Ce phénomène généralisé n’est sans doute pas inéluctable. A ce jour, rien ne permet de penser que des blocs ou des alliances régionales ne pourraient pas émerger du bouillon. Des velléités en ce sens existent : l’union franco-germanique, l’union russo-chinoise, le bloc atlantiste … autant de coalitions qui se cherchent sans se trouver. L’heure est à la démultiplication d’acteurs de second rang dont les politiques hasardeuses conduisent à des déstabilisations régionales. Cette déstabilisation nuit aux intérêts des impérialismes dominants qui ne parviennent pas à les contrôler et qui s’en trouvent, parfois, paralysés. Le monde se complexifie et se problématise radicalement.

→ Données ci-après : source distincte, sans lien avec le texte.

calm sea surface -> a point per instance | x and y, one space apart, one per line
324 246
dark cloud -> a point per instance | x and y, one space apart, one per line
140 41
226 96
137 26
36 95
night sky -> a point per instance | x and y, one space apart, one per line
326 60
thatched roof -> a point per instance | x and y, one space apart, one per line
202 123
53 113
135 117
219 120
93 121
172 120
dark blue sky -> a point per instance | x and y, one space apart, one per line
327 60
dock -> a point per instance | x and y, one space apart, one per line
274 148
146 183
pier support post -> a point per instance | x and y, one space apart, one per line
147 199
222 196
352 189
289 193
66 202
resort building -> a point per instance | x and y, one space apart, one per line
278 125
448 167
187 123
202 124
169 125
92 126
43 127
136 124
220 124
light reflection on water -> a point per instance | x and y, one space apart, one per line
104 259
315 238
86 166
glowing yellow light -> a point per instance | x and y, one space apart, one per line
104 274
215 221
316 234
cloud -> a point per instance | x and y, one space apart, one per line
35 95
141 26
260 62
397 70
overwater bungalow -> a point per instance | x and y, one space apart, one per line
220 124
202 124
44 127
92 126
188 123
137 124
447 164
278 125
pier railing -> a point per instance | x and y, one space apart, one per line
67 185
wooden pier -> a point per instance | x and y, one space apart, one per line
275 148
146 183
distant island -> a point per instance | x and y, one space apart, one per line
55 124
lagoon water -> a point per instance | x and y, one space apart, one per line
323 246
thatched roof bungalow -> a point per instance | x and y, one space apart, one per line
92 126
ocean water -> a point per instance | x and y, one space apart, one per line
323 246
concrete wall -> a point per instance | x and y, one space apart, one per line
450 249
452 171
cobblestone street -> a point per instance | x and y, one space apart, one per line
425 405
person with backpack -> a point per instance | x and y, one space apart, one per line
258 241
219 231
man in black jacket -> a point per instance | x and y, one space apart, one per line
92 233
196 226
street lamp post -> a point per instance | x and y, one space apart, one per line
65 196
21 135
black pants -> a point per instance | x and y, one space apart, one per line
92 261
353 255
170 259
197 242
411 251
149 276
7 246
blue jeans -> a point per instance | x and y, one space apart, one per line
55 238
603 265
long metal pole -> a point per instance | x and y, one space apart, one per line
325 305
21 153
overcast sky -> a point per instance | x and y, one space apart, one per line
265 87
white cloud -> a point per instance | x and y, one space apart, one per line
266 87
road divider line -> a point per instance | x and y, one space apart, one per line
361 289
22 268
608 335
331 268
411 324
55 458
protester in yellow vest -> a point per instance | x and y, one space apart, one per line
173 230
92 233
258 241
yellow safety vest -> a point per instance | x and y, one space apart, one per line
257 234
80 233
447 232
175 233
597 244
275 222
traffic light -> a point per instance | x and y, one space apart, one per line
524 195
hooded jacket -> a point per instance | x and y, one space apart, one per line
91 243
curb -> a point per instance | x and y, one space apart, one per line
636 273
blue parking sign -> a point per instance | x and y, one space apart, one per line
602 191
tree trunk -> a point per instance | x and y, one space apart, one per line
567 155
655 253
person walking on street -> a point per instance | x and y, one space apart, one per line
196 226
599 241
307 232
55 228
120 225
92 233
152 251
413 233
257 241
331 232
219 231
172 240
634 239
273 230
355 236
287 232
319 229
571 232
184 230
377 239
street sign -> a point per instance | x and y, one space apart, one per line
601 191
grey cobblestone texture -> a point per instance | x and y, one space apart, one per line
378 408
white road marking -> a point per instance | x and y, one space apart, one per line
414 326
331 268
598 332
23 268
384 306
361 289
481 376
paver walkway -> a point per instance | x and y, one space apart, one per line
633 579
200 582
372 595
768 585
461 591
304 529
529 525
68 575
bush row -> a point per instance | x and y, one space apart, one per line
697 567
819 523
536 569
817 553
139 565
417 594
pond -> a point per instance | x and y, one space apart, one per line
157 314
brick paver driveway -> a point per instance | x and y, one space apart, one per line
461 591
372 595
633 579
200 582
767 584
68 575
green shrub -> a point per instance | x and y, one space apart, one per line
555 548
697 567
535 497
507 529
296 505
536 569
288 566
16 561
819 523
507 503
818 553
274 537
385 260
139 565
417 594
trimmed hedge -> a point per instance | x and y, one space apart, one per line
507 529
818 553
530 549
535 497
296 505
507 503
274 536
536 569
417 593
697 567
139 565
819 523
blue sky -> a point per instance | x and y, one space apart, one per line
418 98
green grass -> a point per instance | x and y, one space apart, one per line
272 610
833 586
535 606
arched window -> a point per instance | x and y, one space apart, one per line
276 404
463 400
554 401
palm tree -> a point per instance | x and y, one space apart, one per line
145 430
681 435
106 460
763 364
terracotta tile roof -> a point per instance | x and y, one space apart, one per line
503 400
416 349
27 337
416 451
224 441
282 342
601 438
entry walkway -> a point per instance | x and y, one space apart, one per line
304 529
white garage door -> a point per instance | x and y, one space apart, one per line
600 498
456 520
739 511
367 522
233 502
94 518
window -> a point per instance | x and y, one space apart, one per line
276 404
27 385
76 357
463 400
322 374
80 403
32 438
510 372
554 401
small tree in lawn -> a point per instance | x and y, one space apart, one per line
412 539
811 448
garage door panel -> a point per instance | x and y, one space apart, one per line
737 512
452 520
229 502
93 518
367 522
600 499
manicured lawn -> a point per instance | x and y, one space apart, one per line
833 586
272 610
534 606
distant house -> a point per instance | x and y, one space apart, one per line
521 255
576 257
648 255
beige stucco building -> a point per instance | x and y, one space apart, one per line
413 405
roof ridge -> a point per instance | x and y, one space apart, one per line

L’érosion de la puissance des Etats ne se joue pas qu’entre eux, en dehors de leurs frontières. En plusieurs endroits de la planète, ce sont les modèles étatiques eux-mêmes qui sont en faillite. En Afrique centrale, en Afrique de l’Ouest, en Irak, en Colombie, en Asie centrale, jusqu’en Extrême Orient (en Birmanie), la notion d’un territoire, un peuple, un Etat est caduque. Sans être neuves, ces situations ne sont aujourd’hui plus marginales. En de nombreux endroits de la planète, des territoires immenses sont aux mains de bandes armées qui luttent entre elles pour grappiller un peu des richesses généralement minières ou narcotiques. Les Etats « officiels » n’y sont plus que des acteurs parmi d’autres et échouent à intégrer ces factions dans leurs structures, souvent malgré l’investissement massif des instances internationales. En résulte d’immenses zones de « non droit » – ou plus exactement de « non Etat » – dont l’instabilité se communique autour d’elles [14].

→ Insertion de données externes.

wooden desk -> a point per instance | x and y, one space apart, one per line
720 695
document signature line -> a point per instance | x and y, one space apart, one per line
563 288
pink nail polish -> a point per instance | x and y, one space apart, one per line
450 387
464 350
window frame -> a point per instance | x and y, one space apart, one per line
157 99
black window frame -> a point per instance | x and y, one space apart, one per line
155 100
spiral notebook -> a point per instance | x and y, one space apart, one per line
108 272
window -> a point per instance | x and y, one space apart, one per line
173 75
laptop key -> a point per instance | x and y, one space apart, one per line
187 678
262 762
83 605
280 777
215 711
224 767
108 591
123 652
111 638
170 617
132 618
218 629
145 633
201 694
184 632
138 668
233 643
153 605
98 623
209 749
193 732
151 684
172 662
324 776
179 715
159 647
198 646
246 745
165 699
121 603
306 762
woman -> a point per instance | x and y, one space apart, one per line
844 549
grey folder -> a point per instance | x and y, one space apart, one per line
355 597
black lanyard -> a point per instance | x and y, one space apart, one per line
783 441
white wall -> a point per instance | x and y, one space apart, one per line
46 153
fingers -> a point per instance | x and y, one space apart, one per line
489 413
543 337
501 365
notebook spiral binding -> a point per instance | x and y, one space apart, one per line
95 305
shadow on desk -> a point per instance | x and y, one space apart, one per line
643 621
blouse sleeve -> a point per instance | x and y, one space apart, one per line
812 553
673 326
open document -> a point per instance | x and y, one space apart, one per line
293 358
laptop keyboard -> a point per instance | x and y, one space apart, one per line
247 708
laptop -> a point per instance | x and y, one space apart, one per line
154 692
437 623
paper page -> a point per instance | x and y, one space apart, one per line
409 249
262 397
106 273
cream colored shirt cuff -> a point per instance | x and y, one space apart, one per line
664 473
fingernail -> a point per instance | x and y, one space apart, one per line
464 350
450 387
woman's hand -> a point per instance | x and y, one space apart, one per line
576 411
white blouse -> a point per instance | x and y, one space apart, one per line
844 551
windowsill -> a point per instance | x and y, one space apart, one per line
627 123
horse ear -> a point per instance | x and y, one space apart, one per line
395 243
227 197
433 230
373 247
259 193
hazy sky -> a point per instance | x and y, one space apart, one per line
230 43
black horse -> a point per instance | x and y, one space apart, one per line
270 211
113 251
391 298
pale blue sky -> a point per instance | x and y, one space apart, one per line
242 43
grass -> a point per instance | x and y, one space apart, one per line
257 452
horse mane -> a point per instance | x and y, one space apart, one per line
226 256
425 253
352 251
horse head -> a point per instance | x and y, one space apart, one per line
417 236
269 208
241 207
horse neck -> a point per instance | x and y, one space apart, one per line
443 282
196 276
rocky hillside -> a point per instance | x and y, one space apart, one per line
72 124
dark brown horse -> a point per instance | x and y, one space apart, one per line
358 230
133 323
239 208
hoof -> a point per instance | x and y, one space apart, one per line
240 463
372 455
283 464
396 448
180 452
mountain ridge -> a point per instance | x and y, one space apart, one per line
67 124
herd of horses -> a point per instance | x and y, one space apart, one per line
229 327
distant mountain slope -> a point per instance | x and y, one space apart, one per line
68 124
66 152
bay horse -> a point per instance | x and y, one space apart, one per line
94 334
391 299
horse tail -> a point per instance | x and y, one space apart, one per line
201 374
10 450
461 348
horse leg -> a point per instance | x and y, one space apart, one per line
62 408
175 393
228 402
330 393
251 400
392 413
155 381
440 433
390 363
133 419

Le modèle gouvernemental classique vit actuellement une crise dont l’issue ne semble pas être le rétablissement des légitimités juridiques et des exécutifs centralisés. Faisant suite souvent à une désintégration des structures qui prévalaient avant l’établissement d’Etats dits « modernes », le délitement généralisé produit une situation de chaos d’où n’émergent que des bandes armées, des mafias occultes ou des tribalismes qui reposent sur la seule brutalité. C’est bien le modèle du monopole de la violence qui est ainsi remis en cause partout où le capitalisme classique a échoué à stabiliser les sociétés après avoir supplanté les rapports sociaux qui l’ont précédé. Cet échec tient à son incapacité à répondre aux besoins sociaux des populations concernées mais surtout au fait que les élites locales, celles qui disposaient de l’autorité, n’ont pas non plus trouvé leur place dans ce modèle. L’échec du développement post-colonial couplé à des politiques commerciales agressives en provenance des grandes puissances ont mené à une insatisfaction grandissante, non du prolétariat du Tiers Monde – improbable maillon faible et totalement désarmé –, mais de ses candidats bourgeois.

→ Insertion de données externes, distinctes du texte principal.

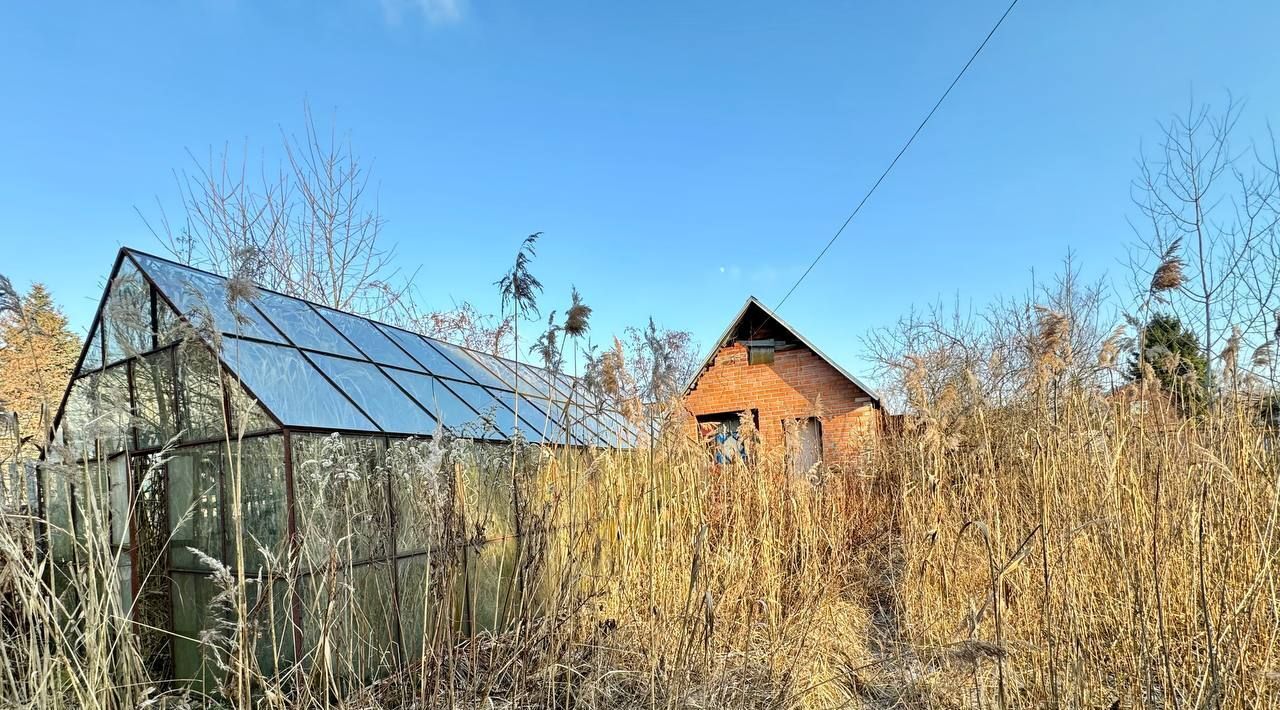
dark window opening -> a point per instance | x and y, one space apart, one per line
721 434
804 443
760 352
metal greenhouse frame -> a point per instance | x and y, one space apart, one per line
179 361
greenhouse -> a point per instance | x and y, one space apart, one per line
201 407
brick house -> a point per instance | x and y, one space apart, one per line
792 393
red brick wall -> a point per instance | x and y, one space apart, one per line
789 388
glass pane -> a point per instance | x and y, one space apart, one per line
259 463
378 395
192 595
169 326
272 603
496 366
428 356
195 505
128 315
369 338
118 497
154 395
534 421
420 601
543 378
247 415
572 416
204 298
420 491
353 608
493 412
443 404
58 508
94 355
467 363
97 412
291 388
302 325
201 398
341 497
200 393
77 424
528 381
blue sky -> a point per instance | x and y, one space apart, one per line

Faute de parvenir au rêve de l’exploitation libérale, ces élites frustrées constituent le terrain fertile, et dynamique, de l’extorsion violente de la plus-value, erratique et sans lendemain (sans accumulation de capital). On sait par exemple combien l’insatisfaction des petites bourgeoisies éduquées alimente les mouvements islamistes au Moyen Orient. La menace constituée par ces mouvements pèse d’ailleurs bien plus lourd sur leurs gouvernements locaux que sur les lointaines puissances occidentales. Ainsi, les agressions militaires contre les structures traditionnelles, que ce soit en Irak, en Palestine, en Afghanistan, en RDC … conduisent à libérer des myriades d’acteurs autonomes et à créer des situations qui échappent à toute autorité fédératrice [15]. L’impossible développement économique de parties importantes du monde génère la déstabilisation et la destruction des structures centrales et mène ainsi au chaos [16].
L’incapacité des Etats du Tiers Monde à asseoir leur monopole de la violence, autrement que par un exercice brutal de la force, est un phénomène dont ils n’ont pas l’apanage. Partout, semble-t-il, la légitimité de l’autorité étatique est contestée par des élites subalternes. Si l’économie parallèle n’est pas neuve, des activités structurées « illégales » se présentent régulièrement comme des systèmes consubstantiels aux fonctionnements légaux. Des réseaux se constituent, agrégeant des intérêts particuliers derrière des parcelles de pouvoir. Si les pays traditionnellement fertiles pour les mafias, comme l’Italie, se montrent de plus en plus incapables de juguler le phénomène [17], les scandales de cet ordre sont partout innombrables. Ceci au point qu’on peut se demander si le rapport social traditionnel du capitalisme – l’employé sous contrat – ne se dédouble pas de rapports interpersonnels clientélistes qui, sans être inscrits dans les principes du système, deviennent indissociables de la crise qui s’approfondit.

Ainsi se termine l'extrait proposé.